Ziel en Akasha

Hoe komt het dat de ziel zich vult met een specifiek deel van de Akasha, van Tijd?
Gedurende zijn leven op aarde vormt de mens bepaalde neigingen en afhankelijkheden. Deze ontstaan vanuit de diepgewortelde behoefte van het ‘zelf’ (ego) om zich te verzekeren van continuïteit, veiligheid en identiteit – desnoods ten koste van andere ‘zelven’. Deze behoeften worden gevoed door de illusie dat het ‘zelf’ een werkelijkheid is. Uit deze illusie ontstaat de angst voor de eigen kwetsbaarheid, voor het mogelijke verdwijnen van het ‘zelf’ wanneer het zich niet afdekt en beschermt tegen de externe krachten die het willen vernietigen, waarvan de dood de apotheose is. Het ‘zelf’ streeft ernaar zich te handhaven binnen de sfeer van de lineaire tijdsstroom. In het ‘heden’ veroorzaakt het werkingen die een toekomst moeten garanderen waarin het als zodanig nog bestaat, en bovendien geborgen en gelukkig is. Maar omdat het dit doet op het vlak van de lineaire tijdsbeleving kan het niet anders dan dat alles wat het doet om zijn toekomst te verzekeren, gebaseerd is op het verleden. Omdat het op die manier voorbijgaat aan de ‘verticale’ Oorzakelijkheidsdimensie wordt er niets ingebracht dat daadwerkelijk nieuw (niet voortkomend uit een ‘verleden’) is, met als gevolg dat het ‘zelf’ binnen hetzelfde patroon blijft.
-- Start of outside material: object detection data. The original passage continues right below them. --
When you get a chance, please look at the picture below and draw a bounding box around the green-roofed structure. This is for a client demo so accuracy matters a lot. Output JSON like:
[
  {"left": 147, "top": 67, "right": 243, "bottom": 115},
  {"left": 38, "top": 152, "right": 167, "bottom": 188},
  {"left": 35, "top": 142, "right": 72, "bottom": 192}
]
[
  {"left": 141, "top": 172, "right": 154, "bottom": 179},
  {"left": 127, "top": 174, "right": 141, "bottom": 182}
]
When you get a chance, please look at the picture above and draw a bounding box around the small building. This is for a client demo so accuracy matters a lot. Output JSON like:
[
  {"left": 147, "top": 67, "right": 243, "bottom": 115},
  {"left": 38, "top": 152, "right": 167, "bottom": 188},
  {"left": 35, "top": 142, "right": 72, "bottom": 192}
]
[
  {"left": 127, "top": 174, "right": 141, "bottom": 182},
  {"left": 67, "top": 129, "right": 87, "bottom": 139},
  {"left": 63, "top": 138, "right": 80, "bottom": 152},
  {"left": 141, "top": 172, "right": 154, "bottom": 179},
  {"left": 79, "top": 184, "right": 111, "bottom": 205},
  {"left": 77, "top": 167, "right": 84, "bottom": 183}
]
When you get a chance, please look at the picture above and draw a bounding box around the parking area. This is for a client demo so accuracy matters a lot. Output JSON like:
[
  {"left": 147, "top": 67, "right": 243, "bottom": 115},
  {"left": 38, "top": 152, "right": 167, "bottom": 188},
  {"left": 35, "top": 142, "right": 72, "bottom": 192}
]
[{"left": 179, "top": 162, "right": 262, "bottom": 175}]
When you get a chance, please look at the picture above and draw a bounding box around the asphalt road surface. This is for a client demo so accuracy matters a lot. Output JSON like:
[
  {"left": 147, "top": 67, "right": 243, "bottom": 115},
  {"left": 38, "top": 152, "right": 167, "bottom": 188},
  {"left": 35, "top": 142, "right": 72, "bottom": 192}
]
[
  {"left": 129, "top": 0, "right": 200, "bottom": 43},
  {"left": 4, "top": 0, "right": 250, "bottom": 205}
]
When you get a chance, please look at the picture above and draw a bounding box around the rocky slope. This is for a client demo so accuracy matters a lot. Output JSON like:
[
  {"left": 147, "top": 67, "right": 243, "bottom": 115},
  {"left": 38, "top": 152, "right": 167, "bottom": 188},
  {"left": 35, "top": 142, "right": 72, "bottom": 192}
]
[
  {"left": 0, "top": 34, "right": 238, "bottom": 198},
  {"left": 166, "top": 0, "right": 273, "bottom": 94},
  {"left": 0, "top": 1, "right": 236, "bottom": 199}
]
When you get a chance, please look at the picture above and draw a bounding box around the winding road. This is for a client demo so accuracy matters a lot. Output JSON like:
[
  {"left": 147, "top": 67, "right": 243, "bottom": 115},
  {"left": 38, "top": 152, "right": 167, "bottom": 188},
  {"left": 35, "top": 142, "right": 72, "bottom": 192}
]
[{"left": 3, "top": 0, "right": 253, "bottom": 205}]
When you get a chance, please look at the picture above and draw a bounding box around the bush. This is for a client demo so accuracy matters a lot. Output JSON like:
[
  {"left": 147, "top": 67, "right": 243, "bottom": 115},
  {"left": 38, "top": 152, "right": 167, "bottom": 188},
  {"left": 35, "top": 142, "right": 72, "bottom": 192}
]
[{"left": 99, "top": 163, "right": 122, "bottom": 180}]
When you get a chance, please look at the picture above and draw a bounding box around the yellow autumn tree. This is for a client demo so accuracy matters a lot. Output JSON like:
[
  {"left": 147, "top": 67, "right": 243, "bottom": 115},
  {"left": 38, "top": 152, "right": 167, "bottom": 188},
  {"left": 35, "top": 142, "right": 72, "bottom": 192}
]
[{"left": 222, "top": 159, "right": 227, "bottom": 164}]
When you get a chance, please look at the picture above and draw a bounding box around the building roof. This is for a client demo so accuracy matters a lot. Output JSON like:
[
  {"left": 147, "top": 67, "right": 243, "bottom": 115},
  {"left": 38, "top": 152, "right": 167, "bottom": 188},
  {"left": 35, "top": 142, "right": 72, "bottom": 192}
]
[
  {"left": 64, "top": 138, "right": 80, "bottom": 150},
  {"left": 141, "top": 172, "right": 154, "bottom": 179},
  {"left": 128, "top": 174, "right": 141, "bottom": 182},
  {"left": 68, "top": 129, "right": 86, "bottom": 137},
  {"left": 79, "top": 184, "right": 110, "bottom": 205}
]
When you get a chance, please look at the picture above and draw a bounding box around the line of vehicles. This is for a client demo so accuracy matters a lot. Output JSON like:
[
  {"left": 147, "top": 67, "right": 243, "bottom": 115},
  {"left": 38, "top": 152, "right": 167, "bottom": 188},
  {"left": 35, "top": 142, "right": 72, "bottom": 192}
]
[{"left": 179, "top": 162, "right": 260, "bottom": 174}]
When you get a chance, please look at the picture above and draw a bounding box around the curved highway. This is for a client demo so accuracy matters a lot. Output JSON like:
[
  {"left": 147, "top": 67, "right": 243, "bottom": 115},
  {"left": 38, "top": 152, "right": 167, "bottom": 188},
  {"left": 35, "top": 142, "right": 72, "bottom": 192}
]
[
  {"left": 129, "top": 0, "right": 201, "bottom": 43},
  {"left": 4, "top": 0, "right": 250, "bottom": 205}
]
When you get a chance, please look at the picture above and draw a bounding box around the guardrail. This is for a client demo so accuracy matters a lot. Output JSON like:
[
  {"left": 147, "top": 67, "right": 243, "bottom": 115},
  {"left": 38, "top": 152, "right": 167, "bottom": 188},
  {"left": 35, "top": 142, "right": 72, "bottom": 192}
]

Er is geen vernieuwing, geen voortuitgang maar uitsluitend herhaling. Deze krachten van herhaling zorgen ervoor dat het ’tijdswiel’ (Kalachacra) van het Zelf steeds in hetzelfde spoor blijft ronddraaien. Boeddha noemt dit de nimmer aflatende cyclus van geboorte, lijden, dood en opnieuw geboren worden (het ‘rad van Samsara’).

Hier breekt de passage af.